Continent noir : trois polars d'Afrique

Eh oui, le roman policier africain existe. Il est même d'excellente qualité et le plus souvent politiquement engagé.

L'empreinte du renard de Moussa Konaté (Mali)
Beaux et dogons à la fois. Drôle d'enquête que doit mener le commissaire Habib en plein pays Dogon alors que les cadavres s'accumulent dans un petit village. La sorcellerie semble être la cause de ces meurtres mystérieux, une explication qui ne saurait satisfaire le policier dépêché de Bamako. L'empreinte du renard est davantage qu'un polar, c'est une plongée chez les dogons, au coeur de leurs traditions ancestrales qui se moquent des lois de la démocratie malienne. Moussa Konaté conduit son roman tambour battant, dans un style direct et carré qui laisse peu d'espace pour les digressions. Quelques moments de respiration, entre deux assassinats, permettent quand même d'apprécier son humour ... noir. Après la lecture du livre, on se prend à trembler pour son auteur. N'en a t-il pas trop dit sur les coutumes des dogons et ne risque t-il pas, lui aussi, d'être victime de magie ... noire ?

Si la cour du mouton est sale, ce n'est pas au cochon de le dire de Florent Couao-Zotti (Bénin)
"Si tu as échappé au crocodile en te baignant, prends garde au léopard sur la berge." Des sentences comme celles-ci, proverbes béninois, Florent Couao-Zotti en a 24 à proposer, soit autant que de chapitres d'un polar au titre évocateur : Si la cour du mouton est sale, ce n'est pas au cochon de le dire. Un polar noir comme les nuits africaines, où des prostituées aux longues jambes, un malfrat libanais et un détective miteux cavalent pour récupérer une valisette bourrée d'héroïne. Les cadavres se ramassent à la Peul, les coups fourrés abondent et les courses-poursuites se multiplient dans ce récit picaresque au rythme époumonant. Voir Cotonou et mourir.

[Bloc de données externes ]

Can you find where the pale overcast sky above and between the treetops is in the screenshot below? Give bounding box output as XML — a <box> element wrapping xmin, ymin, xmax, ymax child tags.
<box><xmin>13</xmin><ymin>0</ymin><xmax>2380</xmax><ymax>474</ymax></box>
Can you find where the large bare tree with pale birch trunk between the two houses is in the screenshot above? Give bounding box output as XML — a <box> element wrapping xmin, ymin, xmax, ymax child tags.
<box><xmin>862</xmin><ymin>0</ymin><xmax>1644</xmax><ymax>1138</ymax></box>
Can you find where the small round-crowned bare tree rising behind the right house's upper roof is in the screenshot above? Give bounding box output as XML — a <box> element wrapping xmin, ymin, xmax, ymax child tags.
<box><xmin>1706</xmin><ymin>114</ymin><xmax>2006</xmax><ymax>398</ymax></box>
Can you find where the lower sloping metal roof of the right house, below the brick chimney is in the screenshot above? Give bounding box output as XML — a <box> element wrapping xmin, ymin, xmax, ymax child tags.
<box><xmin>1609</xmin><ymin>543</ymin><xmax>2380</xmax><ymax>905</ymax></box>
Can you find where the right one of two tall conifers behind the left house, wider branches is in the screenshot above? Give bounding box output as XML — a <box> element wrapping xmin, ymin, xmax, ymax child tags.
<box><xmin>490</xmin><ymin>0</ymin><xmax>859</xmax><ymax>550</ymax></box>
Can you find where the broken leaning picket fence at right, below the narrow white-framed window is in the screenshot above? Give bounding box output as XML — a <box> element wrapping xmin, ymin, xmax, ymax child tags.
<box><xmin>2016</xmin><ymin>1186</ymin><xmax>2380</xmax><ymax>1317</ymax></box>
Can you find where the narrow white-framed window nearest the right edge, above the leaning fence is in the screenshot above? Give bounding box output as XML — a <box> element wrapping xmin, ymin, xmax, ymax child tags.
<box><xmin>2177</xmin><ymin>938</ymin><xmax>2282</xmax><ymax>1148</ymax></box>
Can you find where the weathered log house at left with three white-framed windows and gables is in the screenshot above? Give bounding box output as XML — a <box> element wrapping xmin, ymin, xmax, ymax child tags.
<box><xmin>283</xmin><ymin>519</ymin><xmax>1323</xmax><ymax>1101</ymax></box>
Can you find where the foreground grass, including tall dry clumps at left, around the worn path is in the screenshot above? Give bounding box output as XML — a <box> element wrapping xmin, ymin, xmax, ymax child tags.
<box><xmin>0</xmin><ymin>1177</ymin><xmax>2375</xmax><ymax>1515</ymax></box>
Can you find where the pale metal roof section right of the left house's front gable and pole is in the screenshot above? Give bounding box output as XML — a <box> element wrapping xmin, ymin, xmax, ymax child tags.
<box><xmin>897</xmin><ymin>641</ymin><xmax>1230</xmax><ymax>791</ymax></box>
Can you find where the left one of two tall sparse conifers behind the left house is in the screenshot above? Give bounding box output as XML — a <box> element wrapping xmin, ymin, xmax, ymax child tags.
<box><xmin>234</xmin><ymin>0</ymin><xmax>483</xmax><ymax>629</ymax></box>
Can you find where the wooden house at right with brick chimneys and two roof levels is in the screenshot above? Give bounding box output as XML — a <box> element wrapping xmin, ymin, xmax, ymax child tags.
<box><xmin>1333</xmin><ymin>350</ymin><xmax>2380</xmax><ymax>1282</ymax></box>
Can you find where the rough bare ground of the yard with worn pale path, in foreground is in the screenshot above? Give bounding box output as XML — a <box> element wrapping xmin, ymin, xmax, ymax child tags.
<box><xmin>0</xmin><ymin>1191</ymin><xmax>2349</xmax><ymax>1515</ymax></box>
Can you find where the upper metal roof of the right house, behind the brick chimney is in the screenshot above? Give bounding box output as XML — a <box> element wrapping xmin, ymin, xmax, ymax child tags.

Les cris de l'innocente de Unity Dow (Botswana)
Peut-on parler de polar à propos de Les cris de l'innocente, le roman de Unity Dow ? Il serait plus juste d'évoquer un thriller dont la toile de fond est un petit village du Botswana. Unity Dow ne se contente pas d'écrire des fictions, elle est juge à la Cour suprême du Botswana et a rédigé plusieurs rapports sur la condition des femmes et des enfants dans son pays. L'affaire dont il est question dans Les cris de l'innocente est un meurtre rituel perpétré sur une jeune fille nubile. Une horreur absolue. Unity Dow maîtrise parfaitement les codes du roman policier et le livre est riche en rebondissements et situations extrêmes. Mais l'intérêt réside dans la description d'une démocratie corrompue où les enquêtes vont rarement à leur terme, où les pauvres n'ont pas droit à la vérité et à la justice, où les puissants font régner la terreur et imposent le silence par la peur. Le livre est choquant pour ce qu'il révèle et sous-entend. Et surtout courageux, douloureux et lucide.